Ist man das, wird man abgeklärt. Man hört zum Beispiel auch nur noch ganzheitlich bei Konferenzen hin. Man spürt durch feinste Vibration, ob ein einzelner Satz im Gehirn besser abgespeichert werden sollte oder ob das knappe Beschlussprotokoll am Ende vollkommen ausreicht. Viele Jahre hat man umsonst verschwendet, solchen Aussprachen tatsächlich zunächst Satz für Satz zu verfolgen, bis sich herausstellte, dass die beschlossenen Beschlüsse selten nur umgesetzt, gar wirklich ernst genommen werden. Allein dass sie beschlossen sind, ist die Sitzung wert. Sich daran zu halten wäre zuviel verlangt von einem System, dessen Flexibilität mit der von Kruppstahl zu vergleichen ist.

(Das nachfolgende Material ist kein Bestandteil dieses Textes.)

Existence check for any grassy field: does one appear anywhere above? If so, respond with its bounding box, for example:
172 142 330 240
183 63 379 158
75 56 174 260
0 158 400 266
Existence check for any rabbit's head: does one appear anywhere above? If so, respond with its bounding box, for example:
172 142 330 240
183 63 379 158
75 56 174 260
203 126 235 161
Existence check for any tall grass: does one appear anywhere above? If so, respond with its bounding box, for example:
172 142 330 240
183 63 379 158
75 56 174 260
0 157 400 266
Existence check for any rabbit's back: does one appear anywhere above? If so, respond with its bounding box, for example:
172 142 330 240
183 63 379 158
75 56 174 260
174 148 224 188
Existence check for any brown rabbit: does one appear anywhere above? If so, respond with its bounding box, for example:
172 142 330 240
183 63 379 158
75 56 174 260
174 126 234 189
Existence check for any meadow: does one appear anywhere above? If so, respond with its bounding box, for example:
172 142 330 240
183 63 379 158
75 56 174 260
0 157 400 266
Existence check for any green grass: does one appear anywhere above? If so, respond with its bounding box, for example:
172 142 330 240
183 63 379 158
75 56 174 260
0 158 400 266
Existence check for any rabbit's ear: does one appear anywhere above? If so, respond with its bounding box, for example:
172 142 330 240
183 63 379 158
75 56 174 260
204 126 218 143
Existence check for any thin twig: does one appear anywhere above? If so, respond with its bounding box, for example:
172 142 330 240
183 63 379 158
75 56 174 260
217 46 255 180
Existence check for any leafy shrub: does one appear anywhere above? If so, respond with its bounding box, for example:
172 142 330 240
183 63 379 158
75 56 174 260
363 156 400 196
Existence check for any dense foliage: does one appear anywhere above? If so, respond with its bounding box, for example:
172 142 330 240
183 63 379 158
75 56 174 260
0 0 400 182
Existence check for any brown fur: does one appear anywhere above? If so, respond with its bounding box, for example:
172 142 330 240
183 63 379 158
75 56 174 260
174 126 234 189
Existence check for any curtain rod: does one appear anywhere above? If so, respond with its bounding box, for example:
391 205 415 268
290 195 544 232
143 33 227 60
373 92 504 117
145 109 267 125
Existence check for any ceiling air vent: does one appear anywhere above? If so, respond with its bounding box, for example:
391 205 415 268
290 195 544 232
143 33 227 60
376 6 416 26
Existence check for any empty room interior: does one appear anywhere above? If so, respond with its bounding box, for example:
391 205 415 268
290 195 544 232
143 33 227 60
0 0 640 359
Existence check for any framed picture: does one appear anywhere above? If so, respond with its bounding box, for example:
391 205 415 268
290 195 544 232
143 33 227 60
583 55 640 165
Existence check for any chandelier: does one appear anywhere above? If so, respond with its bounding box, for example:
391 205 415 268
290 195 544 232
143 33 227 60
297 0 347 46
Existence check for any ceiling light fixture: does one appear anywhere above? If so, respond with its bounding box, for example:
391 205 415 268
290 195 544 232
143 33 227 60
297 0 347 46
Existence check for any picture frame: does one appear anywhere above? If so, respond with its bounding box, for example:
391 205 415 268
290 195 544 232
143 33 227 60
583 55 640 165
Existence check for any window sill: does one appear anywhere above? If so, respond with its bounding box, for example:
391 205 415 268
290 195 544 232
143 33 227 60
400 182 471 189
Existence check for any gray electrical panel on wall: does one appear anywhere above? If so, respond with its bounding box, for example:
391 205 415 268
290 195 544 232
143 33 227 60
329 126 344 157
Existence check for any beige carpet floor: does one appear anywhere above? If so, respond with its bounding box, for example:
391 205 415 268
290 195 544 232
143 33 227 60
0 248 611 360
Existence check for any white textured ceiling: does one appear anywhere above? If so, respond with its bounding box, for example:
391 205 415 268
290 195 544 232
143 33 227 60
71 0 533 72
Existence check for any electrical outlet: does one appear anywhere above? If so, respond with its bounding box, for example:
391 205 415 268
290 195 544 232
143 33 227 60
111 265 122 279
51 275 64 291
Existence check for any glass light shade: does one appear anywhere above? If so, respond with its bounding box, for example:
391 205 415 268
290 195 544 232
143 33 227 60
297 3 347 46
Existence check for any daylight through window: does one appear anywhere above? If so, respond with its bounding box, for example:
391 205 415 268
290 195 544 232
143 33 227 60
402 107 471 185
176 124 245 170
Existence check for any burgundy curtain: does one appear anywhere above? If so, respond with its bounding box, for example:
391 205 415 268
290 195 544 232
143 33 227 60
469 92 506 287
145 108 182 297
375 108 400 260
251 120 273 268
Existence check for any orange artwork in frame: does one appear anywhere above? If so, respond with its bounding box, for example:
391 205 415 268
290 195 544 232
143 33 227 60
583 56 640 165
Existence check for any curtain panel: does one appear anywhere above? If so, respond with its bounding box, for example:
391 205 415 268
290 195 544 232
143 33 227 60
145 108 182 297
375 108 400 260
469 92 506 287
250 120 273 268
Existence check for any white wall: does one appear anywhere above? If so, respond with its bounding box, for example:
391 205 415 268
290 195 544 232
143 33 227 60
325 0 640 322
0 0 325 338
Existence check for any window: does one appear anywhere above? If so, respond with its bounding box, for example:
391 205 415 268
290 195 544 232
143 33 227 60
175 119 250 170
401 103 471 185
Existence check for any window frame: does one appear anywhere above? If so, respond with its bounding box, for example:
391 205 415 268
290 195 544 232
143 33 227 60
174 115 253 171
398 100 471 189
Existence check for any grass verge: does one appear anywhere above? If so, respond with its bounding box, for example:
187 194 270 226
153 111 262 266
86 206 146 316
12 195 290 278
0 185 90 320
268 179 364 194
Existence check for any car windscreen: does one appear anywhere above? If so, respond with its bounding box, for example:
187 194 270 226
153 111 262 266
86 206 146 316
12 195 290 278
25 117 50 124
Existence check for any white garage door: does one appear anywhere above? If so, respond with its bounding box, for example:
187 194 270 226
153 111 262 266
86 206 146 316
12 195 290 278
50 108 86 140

Verfügt man nicht über einen kultivierten Mangel an Phantasie, kann man diese unverzichtbaren Sitzungen, zu denen nur die Wichtigsten geladen sind, wohlfeil weiteren Meditationen widmen. Auch kann man sich sicher wähnen, später mit den üblichen Plattitüden durchzukommen, so man auf einzelne Tagesordnungspunkte angesprochen wird. Notfalls mit eindeutig gespielter Verwirrung dennoch ein bedeutsames Gesicht mit hochgezogenen Augenbrauen zu machen, in der Art, als hätte man gerade eine lebende Raupe im Salat entdeckt. Immerhin kann man auf die Vertraulichkeit bestimmter Passagen hinweisen, was einen nicht nur als Geheimnisträger auszeichnet, sondern zudem davor schützt, sich an Einzelheiten erinnern zu müssen. Das alles macht den fragenden Gegner, der doch nur seinen Karrierevorteil im Sinn hat, schnell mundtot, während bereits die eigene Phantasie schon wieder zu einem Zweitschlag fröhlich auszuholen bereit ist.

Wenn nun aber Sitzungen nicht wirklich dem betrieblichen Fortschritt dienen, was ist denn nun ihr geheimer Sinn?

Ich für mich habe herausgefunden, dass es sich häufig um eine Zusammenkunft von gelangweilten Menschen handelt, die damit hoffnungslos überfordert sind, in ihren Büros die Langeweile alleine auszuhalten. Zu diesem Zwecke trifft man sich dann gemütlich zu langwierigen Zusammenkünften mit endlosen Tagesordnungspunkten, Säften, Mineralwasser, da Gelangweilte sich einfach doch zu gerne in Gesellschaft mit Gleichgesinnten befinden.

Und was wäre da günstiger als eine nächste schnell anzuberaumende Konferenz?